Richard Crowson: A Brave Man In Sedgwick County
If I may be boastful for a moment here, let me just say that you are listening to the voice of a very brave man. I didn’t realize I was brave—in fact, I’ve lived my life fairly oblivious to my own courage for lo, these many years.
But at a recent Sedgwick County Commission meeting, Commissioner Richard Ranzau proposed allowing folks with concealed-carry handgun permits to tote their pistols into many county buildings, including mental health facilities. Commissioner Karl Peterjohn agreed, saying, “I feel safer in a building where concealed carry is allowed.”
That’s when it dawned on me that I am apparently impervious to fear. I was just at the tag office a couple of months ago, completely unarmed, and never once got the shakes! All around me were dangerous mothers holding suspicious-looking babies, senior citizens masking their hatred for me behind a façade of feebleness, and ordinary working stiffs who surely would have knifed me in the back had they been given half a chance. But I sat there with nerves of steel, nary a drop of sweat on my brow. Never once did I get the urge to creep my hand into my pocket and feel the reassurance of a Glock 17.

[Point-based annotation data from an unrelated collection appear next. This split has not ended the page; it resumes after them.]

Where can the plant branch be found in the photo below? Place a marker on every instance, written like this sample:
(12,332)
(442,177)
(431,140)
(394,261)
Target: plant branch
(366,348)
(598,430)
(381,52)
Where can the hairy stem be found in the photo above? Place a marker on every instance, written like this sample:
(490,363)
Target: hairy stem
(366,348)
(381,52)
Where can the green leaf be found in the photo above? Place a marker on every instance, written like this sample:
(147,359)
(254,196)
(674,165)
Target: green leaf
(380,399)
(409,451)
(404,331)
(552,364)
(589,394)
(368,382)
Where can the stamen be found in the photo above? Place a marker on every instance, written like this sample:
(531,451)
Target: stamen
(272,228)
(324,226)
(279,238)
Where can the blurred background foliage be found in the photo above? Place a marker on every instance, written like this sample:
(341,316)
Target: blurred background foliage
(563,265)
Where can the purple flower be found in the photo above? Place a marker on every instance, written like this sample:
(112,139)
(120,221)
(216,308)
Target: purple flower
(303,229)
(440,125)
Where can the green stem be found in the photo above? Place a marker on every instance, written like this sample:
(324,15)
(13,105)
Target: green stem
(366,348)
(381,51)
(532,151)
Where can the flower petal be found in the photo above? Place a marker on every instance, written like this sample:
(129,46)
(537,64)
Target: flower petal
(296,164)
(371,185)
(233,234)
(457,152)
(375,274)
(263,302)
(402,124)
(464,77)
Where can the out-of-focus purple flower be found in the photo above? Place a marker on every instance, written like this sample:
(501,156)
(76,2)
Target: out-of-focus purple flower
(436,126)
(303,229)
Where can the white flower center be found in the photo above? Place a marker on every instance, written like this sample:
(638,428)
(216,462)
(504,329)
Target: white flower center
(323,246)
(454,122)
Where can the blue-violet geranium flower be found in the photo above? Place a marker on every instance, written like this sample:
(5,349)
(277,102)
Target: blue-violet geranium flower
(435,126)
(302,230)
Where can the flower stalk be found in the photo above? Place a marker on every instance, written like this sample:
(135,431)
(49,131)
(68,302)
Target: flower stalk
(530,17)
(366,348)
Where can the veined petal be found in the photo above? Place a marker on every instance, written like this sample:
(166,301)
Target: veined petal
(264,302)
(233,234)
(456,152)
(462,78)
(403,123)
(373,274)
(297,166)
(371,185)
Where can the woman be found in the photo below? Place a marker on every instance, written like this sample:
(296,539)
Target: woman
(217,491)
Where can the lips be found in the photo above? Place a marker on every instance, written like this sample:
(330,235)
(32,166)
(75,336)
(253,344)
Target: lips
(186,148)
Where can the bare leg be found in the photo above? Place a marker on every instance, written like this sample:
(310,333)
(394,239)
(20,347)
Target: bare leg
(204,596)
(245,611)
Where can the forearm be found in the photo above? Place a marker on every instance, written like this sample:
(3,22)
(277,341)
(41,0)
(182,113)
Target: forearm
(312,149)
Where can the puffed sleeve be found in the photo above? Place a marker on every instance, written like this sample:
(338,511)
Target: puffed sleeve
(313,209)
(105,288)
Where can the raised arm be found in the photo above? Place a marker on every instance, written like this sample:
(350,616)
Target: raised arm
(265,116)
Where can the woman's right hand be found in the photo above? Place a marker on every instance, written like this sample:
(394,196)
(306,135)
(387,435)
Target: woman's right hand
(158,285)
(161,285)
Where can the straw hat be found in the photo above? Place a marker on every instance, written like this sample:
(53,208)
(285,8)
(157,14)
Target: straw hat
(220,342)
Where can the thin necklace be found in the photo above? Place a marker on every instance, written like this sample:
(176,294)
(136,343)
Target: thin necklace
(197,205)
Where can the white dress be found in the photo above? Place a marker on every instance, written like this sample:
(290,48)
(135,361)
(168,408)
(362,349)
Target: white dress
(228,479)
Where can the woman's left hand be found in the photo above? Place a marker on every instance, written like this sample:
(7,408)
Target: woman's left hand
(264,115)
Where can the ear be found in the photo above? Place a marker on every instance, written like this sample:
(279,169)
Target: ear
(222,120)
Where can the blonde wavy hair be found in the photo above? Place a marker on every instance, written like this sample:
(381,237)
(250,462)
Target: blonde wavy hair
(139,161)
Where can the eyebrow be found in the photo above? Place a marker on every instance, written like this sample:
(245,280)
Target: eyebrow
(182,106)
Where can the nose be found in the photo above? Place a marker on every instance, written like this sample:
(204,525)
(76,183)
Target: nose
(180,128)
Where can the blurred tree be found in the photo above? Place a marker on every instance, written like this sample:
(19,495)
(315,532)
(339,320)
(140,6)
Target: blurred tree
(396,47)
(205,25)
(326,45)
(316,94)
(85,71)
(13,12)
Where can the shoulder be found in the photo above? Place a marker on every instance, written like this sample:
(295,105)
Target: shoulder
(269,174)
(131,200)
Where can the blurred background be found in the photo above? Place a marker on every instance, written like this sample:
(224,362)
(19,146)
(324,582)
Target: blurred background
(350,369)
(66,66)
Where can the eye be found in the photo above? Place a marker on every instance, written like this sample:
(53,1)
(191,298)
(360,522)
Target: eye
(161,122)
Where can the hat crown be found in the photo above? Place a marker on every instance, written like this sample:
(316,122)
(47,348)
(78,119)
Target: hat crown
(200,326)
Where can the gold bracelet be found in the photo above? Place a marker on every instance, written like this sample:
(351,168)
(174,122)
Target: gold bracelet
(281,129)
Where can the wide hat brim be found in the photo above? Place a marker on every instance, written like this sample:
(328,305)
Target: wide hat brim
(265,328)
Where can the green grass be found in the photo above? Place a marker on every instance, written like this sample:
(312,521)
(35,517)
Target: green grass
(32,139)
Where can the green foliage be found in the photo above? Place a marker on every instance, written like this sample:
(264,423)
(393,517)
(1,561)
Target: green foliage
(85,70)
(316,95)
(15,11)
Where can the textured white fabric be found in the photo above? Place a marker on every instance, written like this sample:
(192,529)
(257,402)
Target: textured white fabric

I guess the world is a scary place to some folks. I have to assume that, based on their need to carry a lethal weapon with them at all times, they live lives full of suspicion and dark dread of their fellow man. I can’t imagine how that must feel. Sure, sometimes I walk around with a banjo, but it’s in a case with several latches on it and I doubt I could unholster it quickly enough to defend myself against evil-doers.
Call me a brave son of a gun, but I don’t believe Sedgwick County buildings are frightening enough to warrant gun-carrying, sorry Commissioners Ranzau and Peterjohn. Besides, hasn’t it been hot enough for you this summer around here? Why do you need to pack heat into air-conditioned buildings?